Die Anthropologin Mary Douglas bestreitet nicht, dass es physiologische Abwehrreaktionen gibt. Ihr Argument in Purity and Danger (1966) ist, dass die Biologie allein nicht erklärt, warum dieselbe Substanz in einem Kontext Ekel auslöst und in einem anderen keinen: das hängt von einem kulturellen Klassifikationssystem ab, nicht nur vom Körper.
Was meint Douglas damit, dass Schmutz 'Materie am falschen Ort' ist?
Dass kein Gegenstand aufgrund seiner physischen Zusammensetzung schmutzig ist, sondern weil er sich an einem Ort befindet, der ihm innerhalb eines Kategoriensystems nicht zusteht. Ihr eigenes, wörtlich im Buch zitiertes Beispiel: Schuhe sind an sich nicht schmutzig, aber es ist schmutzig, sie auf den Esstisch zu stellen.
Was haben die Speisegesetze des Levitikus damit zu tun?
Douglas nutzte sie als Beispiel für ein sehr ausgearbeitetes religiöses Klassifikationssystem, in dem bestimmte Tiere als 'unrein' oder 'abscheulich' gelten, nicht weil sie gefährlich sind, sondern weil sie nicht gut zu den erwarteten Kategorien ihrer Umgebung passen. Sie selbst überprüfte und relativierte einen Teil ihrer ursprünglichen Interpretation in späteren Ausgaben des Buches.

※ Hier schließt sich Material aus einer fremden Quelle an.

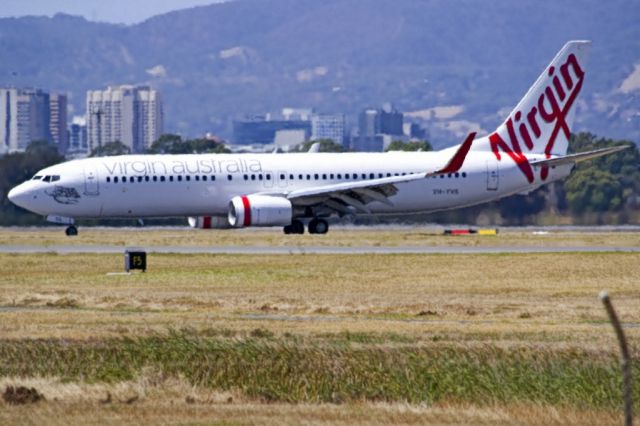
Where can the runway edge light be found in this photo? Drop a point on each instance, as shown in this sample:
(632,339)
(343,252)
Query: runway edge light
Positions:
(135,259)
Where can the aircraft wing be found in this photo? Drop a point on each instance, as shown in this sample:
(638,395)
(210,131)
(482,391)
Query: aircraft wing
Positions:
(345,197)
(580,156)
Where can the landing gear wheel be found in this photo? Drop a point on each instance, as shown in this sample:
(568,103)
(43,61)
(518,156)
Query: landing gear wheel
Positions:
(318,226)
(296,227)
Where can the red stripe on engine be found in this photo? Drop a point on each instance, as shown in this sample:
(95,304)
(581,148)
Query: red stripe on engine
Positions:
(247,211)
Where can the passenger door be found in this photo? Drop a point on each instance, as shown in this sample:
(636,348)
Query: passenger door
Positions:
(91,184)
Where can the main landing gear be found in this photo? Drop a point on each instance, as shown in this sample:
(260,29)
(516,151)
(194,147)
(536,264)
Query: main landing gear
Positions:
(296,227)
(316,226)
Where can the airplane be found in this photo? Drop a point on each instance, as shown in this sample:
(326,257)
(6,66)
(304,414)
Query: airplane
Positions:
(527,150)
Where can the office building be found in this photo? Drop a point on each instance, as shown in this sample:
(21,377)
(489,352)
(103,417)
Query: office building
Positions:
(58,121)
(24,118)
(78,141)
(262,129)
(132,115)
(377,128)
(324,126)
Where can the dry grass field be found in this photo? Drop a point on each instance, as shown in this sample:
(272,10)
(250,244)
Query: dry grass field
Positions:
(339,237)
(319,339)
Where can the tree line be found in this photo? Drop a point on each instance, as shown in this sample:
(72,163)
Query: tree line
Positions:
(601,191)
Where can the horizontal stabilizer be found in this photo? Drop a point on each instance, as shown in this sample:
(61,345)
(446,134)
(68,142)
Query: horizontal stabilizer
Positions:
(580,156)
(458,158)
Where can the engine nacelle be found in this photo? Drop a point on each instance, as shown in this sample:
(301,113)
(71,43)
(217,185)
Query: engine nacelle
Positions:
(209,222)
(259,210)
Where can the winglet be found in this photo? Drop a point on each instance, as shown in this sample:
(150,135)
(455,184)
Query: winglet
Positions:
(458,158)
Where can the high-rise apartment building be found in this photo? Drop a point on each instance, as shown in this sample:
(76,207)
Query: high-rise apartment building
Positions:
(24,118)
(132,115)
(78,144)
(58,121)
(324,126)
(377,127)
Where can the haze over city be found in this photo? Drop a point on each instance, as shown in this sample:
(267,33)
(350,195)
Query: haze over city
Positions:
(114,11)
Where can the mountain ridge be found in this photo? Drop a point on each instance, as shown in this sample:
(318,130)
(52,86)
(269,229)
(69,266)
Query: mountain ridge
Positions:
(215,63)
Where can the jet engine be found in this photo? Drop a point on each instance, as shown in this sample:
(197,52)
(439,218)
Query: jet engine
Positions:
(259,210)
(209,222)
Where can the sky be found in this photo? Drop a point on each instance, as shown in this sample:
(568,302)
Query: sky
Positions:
(114,11)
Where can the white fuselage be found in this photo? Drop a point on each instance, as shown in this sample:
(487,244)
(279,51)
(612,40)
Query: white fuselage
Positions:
(142,186)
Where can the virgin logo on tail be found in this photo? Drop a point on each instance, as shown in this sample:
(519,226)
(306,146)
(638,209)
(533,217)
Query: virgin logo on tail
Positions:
(529,128)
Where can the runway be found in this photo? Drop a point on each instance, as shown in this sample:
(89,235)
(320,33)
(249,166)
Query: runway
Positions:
(318,250)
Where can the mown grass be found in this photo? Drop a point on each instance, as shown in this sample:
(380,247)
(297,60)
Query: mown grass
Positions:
(303,370)
(338,237)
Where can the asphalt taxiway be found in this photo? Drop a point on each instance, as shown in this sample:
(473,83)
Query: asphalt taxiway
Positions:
(299,250)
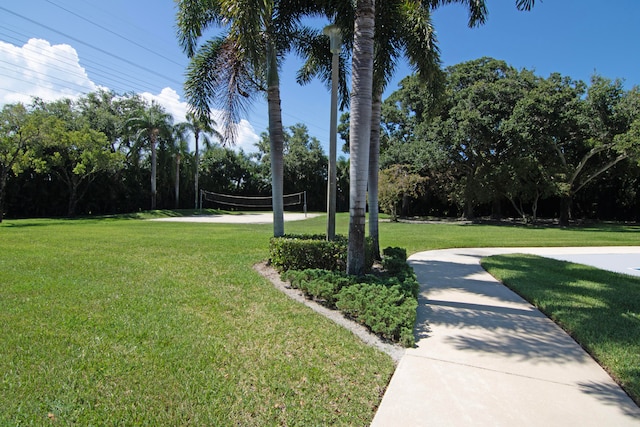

Sagt dieser Artikel, dass man den Ekel vor irgendetwas Konkretem überwinden sollte?
Nein. Er fasst populärwissenschaftliche Ideen zum kulturellen Ursprung des Ekels zusammen, ausschließlich zu informativen Zwecken. Er ist keine Anleitung zum Umgang mit einer konkreten emotionalen Reaktion und ersetzt nicht die Einschätzung einer Fachperson, wenn Ekel oder Ablehnung gegenüber etwas den Alltag erheblich beeinträchtigt.